Sales have been brisk at the second edition of Design Miami/ Paris–the fair that first launched in Miami in 2005. It takes places in the large private mansion which was once home to Karl Lagerfeld. (He was frequently photographed in its exquisitely appointed, wood-panelled rooms.) A demountable Jean Prouvéhouse–an icon of mid-century French industrial design from 1946–sold on day one for over one million euros at Francois Laffanour’s gallery, Downtown. A suite of two armchairs and a sofa designed by Charles Dupre Lafon around 1927, and shown by Maxime Flatry, will shortly be on its way to the U.S. “I’m happy about that,” says Flatry, 31. With its generous, easy feel, we think it was created for an American customer in the first place.”
Here are more highlights that made a splash:
1. Galerie Kreo: Flou table by Ronan Bourroullec
For their return to this fair, the prime Parisian contemporary gallery Kreo took full advantage of the natural light that streams through the house. They placed Ronan Bourroullec’s new Flou coffee table centre stage–its green glass top looking more like water as the sun fell upon its wavy surface. Flou means vague or blurry in English, but here flowing works better. The dimpling effect is matched in the table’s silvery-colored hammered steel base.
2. Hostler Burrows: Jasmin Anoschkin
The American specialists in Scandinavian ceramics—with galleries in New York and Los Angeles—filled their first floor room with large-scale works including glossily glazed animals by Jasmin Anoschkin. “It has a cartoonish, fantastical quality,” said Juliet Burrows of the hybrid creatures stalking across the floor. “It’s the world of the childhood imagination.” The Finnish artist uses glaze in a liberal layered way, to complete these wide-eyed quadrupeds.

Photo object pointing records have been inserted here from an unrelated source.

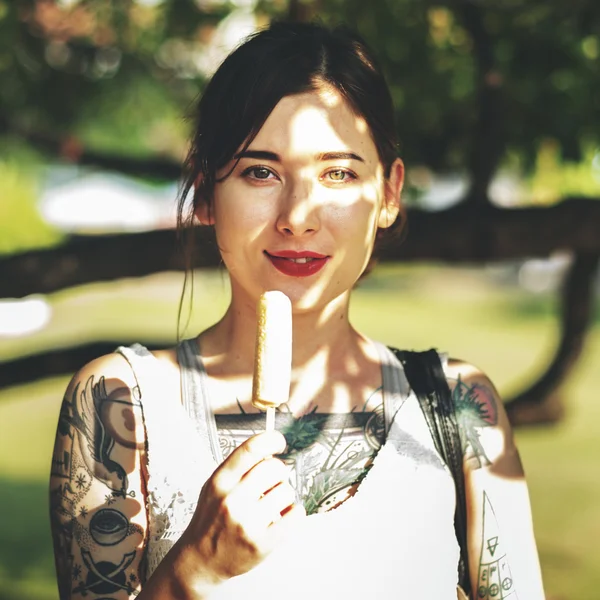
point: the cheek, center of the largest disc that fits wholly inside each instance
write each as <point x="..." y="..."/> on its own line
<point x="242" y="211"/>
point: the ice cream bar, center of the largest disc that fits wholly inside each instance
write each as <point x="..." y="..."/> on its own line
<point x="273" y="357"/>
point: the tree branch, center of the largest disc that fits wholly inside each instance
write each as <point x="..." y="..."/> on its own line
<point x="71" y="150"/>
<point x="541" y="403"/>
<point x="456" y="235"/>
<point x="487" y="147"/>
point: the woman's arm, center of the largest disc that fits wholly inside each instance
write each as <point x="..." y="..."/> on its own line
<point x="503" y="556"/>
<point x="98" y="500"/>
<point x="97" y="491"/>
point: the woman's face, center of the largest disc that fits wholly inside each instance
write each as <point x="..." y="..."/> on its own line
<point x="300" y="211"/>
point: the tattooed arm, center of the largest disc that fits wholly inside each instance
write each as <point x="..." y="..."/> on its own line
<point x="98" y="499"/>
<point x="97" y="502"/>
<point x="98" y="495"/>
<point x="502" y="551"/>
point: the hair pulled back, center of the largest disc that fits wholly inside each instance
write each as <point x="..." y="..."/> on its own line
<point x="283" y="60"/>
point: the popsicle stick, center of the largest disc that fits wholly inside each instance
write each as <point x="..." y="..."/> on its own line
<point x="270" y="426"/>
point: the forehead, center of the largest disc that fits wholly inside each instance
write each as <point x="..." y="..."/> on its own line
<point x="304" y="125"/>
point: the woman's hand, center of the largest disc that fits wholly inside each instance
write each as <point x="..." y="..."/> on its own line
<point x="245" y="509"/>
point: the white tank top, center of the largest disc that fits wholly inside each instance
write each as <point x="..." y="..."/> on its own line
<point x="394" y="539"/>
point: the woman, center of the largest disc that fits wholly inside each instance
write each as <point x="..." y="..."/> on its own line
<point x="162" y="482"/>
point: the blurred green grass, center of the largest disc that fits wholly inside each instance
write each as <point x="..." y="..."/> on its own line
<point x="458" y="310"/>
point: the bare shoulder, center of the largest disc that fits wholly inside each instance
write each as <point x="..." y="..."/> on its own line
<point x="487" y="435"/>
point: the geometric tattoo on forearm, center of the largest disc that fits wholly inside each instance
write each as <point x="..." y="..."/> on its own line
<point x="495" y="579"/>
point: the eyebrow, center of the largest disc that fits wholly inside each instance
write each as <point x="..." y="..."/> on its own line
<point x="323" y="156"/>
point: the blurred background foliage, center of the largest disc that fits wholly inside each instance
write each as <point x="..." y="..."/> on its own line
<point x="515" y="81"/>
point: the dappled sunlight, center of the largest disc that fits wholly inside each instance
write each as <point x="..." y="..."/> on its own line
<point x="23" y="317"/>
<point x="321" y="189"/>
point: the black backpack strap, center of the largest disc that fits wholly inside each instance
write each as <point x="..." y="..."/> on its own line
<point x="427" y="379"/>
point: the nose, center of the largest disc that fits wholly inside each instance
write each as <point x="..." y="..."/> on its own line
<point x="298" y="212"/>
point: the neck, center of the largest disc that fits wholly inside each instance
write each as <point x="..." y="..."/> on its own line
<point x="318" y="336"/>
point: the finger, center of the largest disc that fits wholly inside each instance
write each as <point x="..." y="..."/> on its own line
<point x="291" y="521"/>
<point x="262" y="477"/>
<point x="278" y="501"/>
<point x="244" y="457"/>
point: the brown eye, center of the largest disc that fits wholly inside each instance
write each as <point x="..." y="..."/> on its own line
<point x="260" y="173"/>
<point x="338" y="175"/>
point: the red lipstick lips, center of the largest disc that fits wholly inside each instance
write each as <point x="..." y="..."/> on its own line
<point x="297" y="264"/>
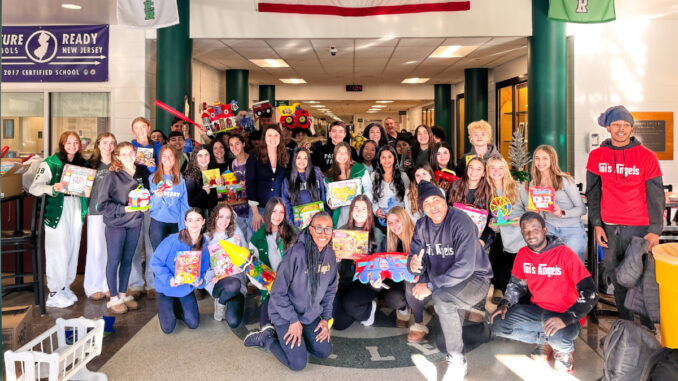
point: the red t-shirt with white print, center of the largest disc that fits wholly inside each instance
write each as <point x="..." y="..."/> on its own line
<point x="623" y="174"/>
<point x="551" y="276"/>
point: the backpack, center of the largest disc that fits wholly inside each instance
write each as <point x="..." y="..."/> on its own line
<point x="662" y="366"/>
<point x="626" y="349"/>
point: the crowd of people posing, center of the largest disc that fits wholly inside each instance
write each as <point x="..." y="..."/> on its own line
<point x="400" y="205"/>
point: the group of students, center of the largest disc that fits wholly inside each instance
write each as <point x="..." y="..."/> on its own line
<point x="400" y="205"/>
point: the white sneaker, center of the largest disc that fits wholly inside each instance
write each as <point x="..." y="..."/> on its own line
<point x="58" y="300"/>
<point x="456" y="368"/>
<point x="69" y="294"/>
<point x="370" y="320"/>
<point x="219" y="310"/>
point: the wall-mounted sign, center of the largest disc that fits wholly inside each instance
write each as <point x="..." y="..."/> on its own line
<point x="655" y="131"/>
<point x="77" y="53"/>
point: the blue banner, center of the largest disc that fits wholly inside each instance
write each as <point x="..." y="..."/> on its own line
<point x="76" y="53"/>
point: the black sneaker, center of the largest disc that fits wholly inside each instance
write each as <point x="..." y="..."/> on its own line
<point x="564" y="361"/>
<point x="258" y="338"/>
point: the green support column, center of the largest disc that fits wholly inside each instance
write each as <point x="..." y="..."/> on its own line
<point x="238" y="87"/>
<point x="267" y="92"/>
<point x="475" y="99"/>
<point x="173" y="67"/>
<point x="547" y="84"/>
<point x="443" y="108"/>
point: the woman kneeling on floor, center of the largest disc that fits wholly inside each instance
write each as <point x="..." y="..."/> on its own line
<point x="301" y="300"/>
<point x="176" y="300"/>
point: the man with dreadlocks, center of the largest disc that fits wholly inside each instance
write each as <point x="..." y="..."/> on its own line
<point x="301" y="299"/>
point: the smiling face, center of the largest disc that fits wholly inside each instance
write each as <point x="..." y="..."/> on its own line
<point x="395" y="225"/>
<point x="321" y="223"/>
<point x="359" y="213"/>
<point x="301" y="162"/>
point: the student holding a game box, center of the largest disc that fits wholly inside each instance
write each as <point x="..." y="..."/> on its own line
<point x="176" y="299"/>
<point x="64" y="217"/>
<point x="304" y="184"/>
<point x="123" y="223"/>
<point x="565" y="219"/>
<point x="229" y="292"/>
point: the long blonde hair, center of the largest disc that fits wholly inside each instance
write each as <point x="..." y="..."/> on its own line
<point x="408" y="230"/>
<point x="557" y="176"/>
<point x="509" y="186"/>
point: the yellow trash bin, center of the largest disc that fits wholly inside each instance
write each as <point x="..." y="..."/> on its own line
<point x="666" y="258"/>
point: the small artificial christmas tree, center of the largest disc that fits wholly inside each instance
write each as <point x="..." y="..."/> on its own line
<point x="518" y="155"/>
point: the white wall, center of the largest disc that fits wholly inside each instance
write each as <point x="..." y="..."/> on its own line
<point x="239" y="19"/>
<point x="126" y="80"/>
<point x="627" y="62"/>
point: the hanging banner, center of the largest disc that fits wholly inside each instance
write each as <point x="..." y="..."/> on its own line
<point x="582" y="11"/>
<point x="55" y="53"/>
<point x="151" y="14"/>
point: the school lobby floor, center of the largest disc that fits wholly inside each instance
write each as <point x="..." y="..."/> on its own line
<point x="138" y="350"/>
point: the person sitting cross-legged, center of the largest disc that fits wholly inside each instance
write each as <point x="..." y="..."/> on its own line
<point x="563" y="293"/>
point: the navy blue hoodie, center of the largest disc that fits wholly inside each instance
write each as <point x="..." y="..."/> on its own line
<point x="115" y="197"/>
<point x="453" y="252"/>
<point x="290" y="299"/>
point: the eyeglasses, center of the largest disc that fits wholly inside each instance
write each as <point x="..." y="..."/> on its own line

3. Galerie Gastou: Jean Touret
The second generation gallerist, Victor Gastou, presented a formidable showing of the work of the Atelier de Morolles – robust wooden furniture, with a rustic style but a highly considered finish. Wooden surfaces are hand-worked with a gouge for a rippled appearance that plays with the light. This guild of craftsmen was set up by the self-taught designer Jean Touret in 1950 in Morolles, a small village in the Loire and the work was produced piece by piece by traditional methods. It is now highly collectible.
4. Mini Masterpiece: Philip King and Joana Vasconcelos
Esther de Beaucé works closely with contemporary artists at her gallery Mini Masterpiece to create wearable works of art. The rings on show by the British sculptor Philip King, who died in July 2021, are the very last works he made. He designed the clustered cubes in his hospital bed and insisted on posting the maquettes to De Beaucé. Now, in gleaming gold and with the deep colours achievable with nano-ceramic, they are the last testament of a great twentieth century talent.

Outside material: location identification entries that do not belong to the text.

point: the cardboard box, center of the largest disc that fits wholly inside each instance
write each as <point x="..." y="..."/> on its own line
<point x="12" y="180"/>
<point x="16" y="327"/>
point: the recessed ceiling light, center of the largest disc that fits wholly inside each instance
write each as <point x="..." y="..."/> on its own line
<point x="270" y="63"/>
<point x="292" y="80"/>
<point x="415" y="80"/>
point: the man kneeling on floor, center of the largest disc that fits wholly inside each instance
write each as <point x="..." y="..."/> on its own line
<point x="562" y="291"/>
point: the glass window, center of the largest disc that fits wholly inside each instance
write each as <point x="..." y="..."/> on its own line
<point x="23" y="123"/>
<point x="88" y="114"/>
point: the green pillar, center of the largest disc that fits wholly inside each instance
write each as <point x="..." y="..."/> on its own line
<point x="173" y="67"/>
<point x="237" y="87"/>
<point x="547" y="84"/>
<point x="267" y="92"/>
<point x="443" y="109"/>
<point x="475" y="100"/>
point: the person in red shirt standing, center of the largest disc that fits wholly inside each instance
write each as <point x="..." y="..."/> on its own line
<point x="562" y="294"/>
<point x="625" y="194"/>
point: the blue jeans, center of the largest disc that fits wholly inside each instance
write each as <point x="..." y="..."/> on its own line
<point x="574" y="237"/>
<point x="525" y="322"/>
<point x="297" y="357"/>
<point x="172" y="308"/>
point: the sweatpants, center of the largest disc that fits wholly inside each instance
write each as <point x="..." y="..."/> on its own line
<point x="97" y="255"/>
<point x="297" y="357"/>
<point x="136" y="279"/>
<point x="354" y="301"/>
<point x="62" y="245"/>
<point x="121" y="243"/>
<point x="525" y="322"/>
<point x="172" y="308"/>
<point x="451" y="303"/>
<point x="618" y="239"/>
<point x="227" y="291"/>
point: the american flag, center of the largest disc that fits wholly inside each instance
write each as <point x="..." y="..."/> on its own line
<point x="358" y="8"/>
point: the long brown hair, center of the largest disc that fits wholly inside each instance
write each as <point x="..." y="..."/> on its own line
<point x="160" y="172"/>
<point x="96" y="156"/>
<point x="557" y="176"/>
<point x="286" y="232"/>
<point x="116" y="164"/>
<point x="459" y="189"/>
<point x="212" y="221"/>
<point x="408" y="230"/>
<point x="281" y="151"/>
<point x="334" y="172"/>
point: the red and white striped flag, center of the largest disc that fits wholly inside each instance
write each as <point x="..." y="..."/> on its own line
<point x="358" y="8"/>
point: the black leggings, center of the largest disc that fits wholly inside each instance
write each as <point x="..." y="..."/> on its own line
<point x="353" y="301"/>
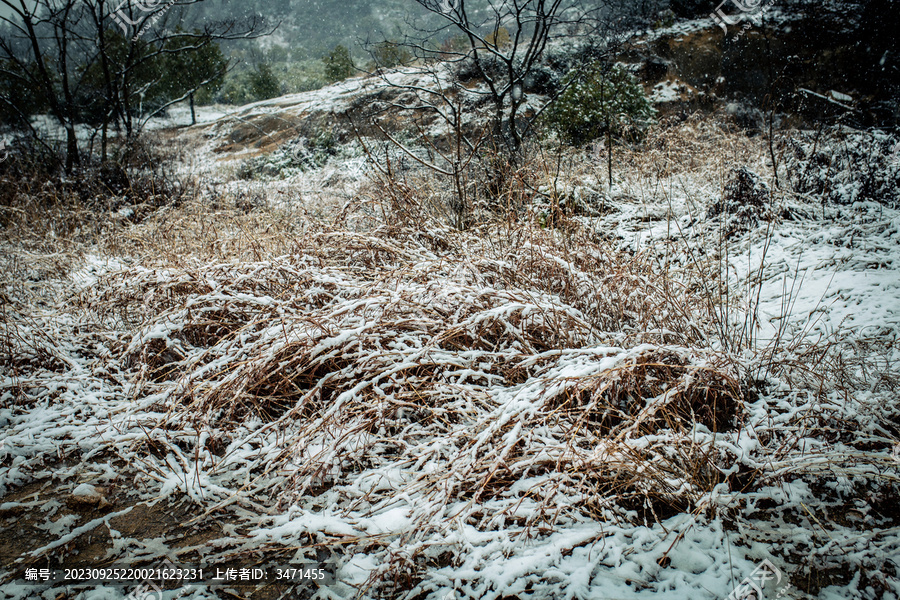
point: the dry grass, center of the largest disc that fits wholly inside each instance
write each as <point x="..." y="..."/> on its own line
<point x="509" y="379"/>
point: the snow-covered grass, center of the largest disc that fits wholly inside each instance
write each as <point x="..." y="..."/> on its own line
<point x="646" y="398"/>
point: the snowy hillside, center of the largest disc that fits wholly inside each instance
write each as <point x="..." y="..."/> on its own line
<point x="653" y="386"/>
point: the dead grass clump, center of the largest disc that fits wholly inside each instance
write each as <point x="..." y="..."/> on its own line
<point x="655" y="391"/>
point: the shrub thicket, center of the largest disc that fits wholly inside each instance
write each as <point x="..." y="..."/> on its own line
<point x="604" y="100"/>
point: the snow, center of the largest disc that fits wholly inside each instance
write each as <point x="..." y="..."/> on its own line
<point x="438" y="416"/>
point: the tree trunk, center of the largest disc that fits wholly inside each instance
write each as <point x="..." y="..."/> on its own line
<point x="72" y="156"/>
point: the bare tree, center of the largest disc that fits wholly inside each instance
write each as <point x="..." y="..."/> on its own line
<point x="59" y="49"/>
<point x="504" y="41"/>
<point x="475" y="82"/>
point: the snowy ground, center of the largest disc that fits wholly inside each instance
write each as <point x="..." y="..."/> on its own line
<point x="638" y="405"/>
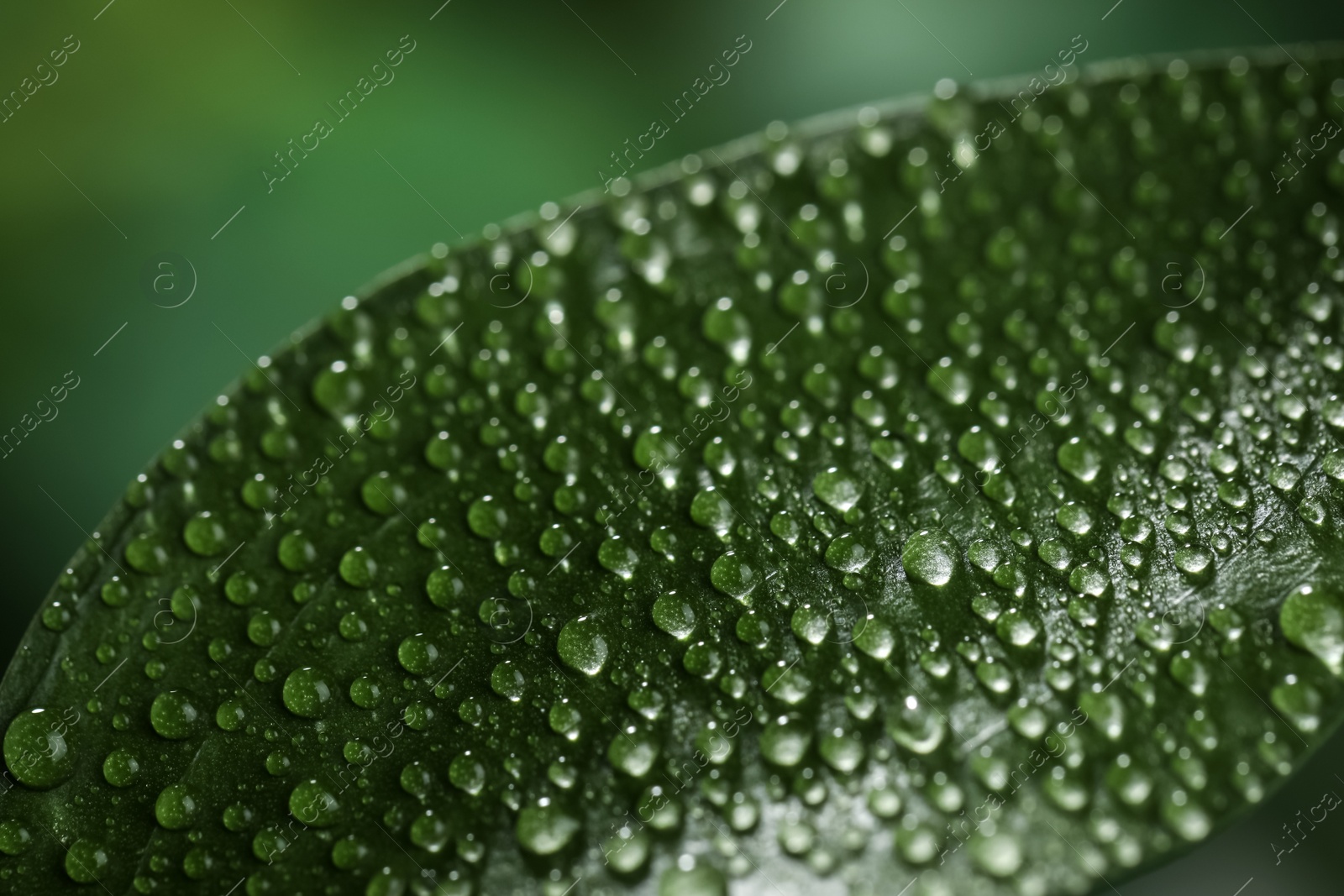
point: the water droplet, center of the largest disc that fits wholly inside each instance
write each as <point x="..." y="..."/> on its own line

5. Carpenters Workshop Gallery: Marc Newson
What an absolute joy to see Marc Newson’s 1999 Pod of Drawers at Carpenters Workshop Gallery. Made with the same construction process as the Australian designer’s most famous piece, the Lockheed Lounge, it is a curvy cabinet finished in sheets of aluminum riveted to a wood and fiberglass body. Reminiscent of Man Ray’s photographic homage to Ingres of a woman’s back, if sold it will be for something near to $2 million.